Paula se inclinou para para dar atenção a ela, olhando ao redor. Não sabia até onde a história de alguém rondado as crianças era real. Pelo sim ou pelo não, melhor seria tomar cuidado.
__ Olha Gabi...eu sinto muito...mas não vou ir a sua casa tão cedo. Eu e seu pai...A gente não está mais...
Era difícil falar sem que as lágrimas lhe subissem aos olhos. Mas a esperteza da menina captou a mensagem.
__ Vocês não estão mais namorando, é isso?
Paula buscou o ar no fundo dos pulmões, levantando um pouco os óculos, para limpar os olhos.
__Sim, querida. Nós achamos que  poderíamos dar certo como um casal...assim como foi com sua mãe...mas não deu.
__ Mas o meu pai dizia que estava apaixonado.
Num gesto para se manter calma, Paula mordeu a boca e
diante da cara de decepção da garota,  lamentou.

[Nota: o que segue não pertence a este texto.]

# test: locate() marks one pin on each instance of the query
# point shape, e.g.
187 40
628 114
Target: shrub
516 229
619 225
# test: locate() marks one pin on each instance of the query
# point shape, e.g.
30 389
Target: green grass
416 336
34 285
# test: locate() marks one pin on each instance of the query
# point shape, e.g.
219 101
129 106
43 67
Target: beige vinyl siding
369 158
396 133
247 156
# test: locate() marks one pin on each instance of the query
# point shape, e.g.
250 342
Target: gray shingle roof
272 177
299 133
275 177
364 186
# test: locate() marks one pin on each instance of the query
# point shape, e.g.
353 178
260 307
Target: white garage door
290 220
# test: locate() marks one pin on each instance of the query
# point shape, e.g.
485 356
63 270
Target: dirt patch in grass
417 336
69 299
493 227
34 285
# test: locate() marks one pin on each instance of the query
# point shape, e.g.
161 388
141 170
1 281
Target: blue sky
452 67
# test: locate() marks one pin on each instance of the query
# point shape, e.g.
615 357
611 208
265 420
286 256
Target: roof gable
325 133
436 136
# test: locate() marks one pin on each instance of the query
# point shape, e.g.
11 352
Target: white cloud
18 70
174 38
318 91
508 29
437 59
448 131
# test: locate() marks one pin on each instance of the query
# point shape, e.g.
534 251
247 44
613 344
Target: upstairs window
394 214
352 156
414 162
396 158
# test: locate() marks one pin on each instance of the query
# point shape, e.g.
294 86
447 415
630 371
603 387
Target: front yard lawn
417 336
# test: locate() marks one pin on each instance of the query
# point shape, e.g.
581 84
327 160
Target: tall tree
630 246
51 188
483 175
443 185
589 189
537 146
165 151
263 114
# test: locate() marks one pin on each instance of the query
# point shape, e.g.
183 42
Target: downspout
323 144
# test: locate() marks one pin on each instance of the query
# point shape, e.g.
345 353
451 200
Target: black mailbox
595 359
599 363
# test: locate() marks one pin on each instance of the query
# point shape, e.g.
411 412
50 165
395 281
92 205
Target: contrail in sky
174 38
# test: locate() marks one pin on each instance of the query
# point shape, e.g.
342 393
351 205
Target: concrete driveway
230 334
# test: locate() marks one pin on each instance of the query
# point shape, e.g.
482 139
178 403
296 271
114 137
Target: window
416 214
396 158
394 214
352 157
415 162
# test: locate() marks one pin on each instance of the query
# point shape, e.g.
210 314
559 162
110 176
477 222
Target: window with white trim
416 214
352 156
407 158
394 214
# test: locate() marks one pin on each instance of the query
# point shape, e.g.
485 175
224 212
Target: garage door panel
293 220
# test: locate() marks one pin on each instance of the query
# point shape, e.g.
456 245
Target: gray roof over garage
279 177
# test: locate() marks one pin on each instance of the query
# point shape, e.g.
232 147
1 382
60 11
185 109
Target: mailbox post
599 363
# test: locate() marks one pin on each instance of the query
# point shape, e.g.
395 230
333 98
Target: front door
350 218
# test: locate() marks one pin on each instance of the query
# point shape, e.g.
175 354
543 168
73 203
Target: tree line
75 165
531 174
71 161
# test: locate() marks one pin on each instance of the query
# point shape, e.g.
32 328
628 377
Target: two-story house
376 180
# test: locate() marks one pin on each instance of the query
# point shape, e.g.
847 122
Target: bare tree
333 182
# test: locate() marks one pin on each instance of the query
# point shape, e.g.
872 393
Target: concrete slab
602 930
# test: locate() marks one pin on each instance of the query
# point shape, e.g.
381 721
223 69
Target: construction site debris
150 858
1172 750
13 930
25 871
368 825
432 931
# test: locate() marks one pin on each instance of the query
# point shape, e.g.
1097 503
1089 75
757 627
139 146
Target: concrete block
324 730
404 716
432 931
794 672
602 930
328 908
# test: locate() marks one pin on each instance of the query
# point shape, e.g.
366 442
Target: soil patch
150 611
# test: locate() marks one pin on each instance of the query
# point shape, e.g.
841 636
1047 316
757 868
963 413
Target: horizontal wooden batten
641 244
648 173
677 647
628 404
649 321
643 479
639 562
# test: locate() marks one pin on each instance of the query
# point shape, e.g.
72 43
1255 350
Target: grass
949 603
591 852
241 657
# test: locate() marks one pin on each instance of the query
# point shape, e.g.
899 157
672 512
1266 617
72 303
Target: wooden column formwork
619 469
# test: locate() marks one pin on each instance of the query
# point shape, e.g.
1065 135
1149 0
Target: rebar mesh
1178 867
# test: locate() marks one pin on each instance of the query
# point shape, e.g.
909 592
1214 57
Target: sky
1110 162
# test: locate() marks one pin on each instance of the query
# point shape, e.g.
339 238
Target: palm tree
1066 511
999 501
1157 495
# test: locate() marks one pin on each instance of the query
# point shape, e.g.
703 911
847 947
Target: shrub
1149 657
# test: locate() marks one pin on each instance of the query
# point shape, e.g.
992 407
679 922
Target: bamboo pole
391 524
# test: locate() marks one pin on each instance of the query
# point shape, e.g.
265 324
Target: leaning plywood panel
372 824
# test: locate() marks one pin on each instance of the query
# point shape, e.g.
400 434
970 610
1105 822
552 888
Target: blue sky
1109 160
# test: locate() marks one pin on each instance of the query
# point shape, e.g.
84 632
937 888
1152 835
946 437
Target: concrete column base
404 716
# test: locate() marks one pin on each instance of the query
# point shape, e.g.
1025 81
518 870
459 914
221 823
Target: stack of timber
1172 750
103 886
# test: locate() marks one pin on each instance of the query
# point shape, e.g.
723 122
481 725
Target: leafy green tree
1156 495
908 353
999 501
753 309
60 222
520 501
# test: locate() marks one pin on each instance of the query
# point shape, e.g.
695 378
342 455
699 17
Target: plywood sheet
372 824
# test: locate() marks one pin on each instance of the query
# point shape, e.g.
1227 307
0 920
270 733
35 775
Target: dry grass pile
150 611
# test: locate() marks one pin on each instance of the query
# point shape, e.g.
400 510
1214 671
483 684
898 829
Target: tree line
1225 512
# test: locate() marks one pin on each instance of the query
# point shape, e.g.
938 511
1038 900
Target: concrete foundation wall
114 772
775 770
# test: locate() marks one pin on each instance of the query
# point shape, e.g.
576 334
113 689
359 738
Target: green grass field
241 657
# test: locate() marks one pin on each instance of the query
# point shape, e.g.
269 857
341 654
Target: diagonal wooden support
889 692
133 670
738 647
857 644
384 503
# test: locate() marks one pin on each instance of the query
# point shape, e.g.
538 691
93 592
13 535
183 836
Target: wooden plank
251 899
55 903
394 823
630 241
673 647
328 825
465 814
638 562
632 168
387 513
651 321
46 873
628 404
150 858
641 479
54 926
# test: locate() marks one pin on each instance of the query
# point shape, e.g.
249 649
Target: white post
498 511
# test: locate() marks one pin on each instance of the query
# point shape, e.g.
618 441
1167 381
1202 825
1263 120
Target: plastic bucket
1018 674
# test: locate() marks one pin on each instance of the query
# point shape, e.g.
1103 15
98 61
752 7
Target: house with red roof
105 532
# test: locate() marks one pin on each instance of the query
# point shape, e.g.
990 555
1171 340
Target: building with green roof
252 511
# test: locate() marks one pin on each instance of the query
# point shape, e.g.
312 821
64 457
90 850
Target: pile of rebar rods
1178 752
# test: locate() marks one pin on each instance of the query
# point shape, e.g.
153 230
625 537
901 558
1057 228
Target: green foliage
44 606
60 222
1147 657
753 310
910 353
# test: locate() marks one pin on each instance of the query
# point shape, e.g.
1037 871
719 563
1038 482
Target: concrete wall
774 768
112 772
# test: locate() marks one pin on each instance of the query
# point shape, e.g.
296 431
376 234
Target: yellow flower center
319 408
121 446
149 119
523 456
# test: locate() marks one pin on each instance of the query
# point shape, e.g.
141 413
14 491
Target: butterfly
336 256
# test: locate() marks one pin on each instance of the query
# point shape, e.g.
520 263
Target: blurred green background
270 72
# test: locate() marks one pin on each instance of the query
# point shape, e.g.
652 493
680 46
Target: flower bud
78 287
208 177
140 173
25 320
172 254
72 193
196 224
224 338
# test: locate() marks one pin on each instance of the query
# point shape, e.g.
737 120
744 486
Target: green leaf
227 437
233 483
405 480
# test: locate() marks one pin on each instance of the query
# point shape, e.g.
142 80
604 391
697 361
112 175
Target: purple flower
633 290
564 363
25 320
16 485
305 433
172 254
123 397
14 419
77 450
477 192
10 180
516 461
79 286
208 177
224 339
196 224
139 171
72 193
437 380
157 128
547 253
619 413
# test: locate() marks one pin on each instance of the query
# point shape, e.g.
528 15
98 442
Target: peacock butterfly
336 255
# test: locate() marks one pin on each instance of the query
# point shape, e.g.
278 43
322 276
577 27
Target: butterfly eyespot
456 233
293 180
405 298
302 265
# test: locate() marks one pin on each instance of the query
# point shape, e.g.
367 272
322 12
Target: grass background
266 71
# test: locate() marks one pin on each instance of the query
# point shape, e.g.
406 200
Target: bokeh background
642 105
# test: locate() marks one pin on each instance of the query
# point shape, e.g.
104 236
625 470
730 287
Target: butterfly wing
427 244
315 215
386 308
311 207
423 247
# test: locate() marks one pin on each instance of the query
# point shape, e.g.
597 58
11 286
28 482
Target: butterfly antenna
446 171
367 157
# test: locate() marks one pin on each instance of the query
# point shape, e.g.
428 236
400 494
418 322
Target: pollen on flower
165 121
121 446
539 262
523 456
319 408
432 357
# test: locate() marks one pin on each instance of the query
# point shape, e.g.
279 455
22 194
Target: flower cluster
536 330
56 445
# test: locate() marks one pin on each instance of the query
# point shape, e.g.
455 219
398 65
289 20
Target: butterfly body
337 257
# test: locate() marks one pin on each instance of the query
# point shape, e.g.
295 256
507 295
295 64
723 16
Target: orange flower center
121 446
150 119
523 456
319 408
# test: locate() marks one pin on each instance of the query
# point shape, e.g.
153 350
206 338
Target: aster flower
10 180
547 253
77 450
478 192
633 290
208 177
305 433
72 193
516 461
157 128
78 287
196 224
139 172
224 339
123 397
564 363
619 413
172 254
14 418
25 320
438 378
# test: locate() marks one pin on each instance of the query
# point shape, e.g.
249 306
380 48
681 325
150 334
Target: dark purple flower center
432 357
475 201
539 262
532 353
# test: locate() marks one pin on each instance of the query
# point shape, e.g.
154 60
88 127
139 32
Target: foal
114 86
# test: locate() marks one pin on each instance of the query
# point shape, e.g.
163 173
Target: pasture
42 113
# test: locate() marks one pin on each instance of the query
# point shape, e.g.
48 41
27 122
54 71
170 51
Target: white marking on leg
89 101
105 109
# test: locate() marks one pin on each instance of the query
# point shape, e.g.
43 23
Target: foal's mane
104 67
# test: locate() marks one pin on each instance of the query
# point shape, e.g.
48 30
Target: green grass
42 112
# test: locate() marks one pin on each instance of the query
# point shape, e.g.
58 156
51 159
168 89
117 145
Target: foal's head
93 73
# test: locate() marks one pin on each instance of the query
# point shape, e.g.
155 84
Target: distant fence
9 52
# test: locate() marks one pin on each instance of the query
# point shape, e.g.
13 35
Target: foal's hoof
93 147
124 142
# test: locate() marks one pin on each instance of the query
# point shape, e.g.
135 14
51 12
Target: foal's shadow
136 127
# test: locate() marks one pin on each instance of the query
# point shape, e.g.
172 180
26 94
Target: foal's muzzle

__ Desculpa ter frustrados as suas expectativas! Eu sinto muito! Nem sempre, nós adultos acertamos em nossas suas escolhas. Contudo, eu continuo gostando muito, muito mesmo de você e Julian!
__ Deve ser por isso que ele está diferente. - concluiu triste.__Mas vocês podem continuar amigos, não podem?
__ Sim, podemos. - sorriu sem graça, pensando no tanto que Carlos a despreza agora. __E eu serei sua amiga ainda. Só preciso de um tempo para ajeitar minha vida. Eu estou trabalhando muito. - disse passando a mão nos cabelos loiros da garota que esvoaçavam com o vento frio.
__ Eu vou continuar falando com você no celular, está bem?
__ Claro, querida, pode me ligar a hora que quiser!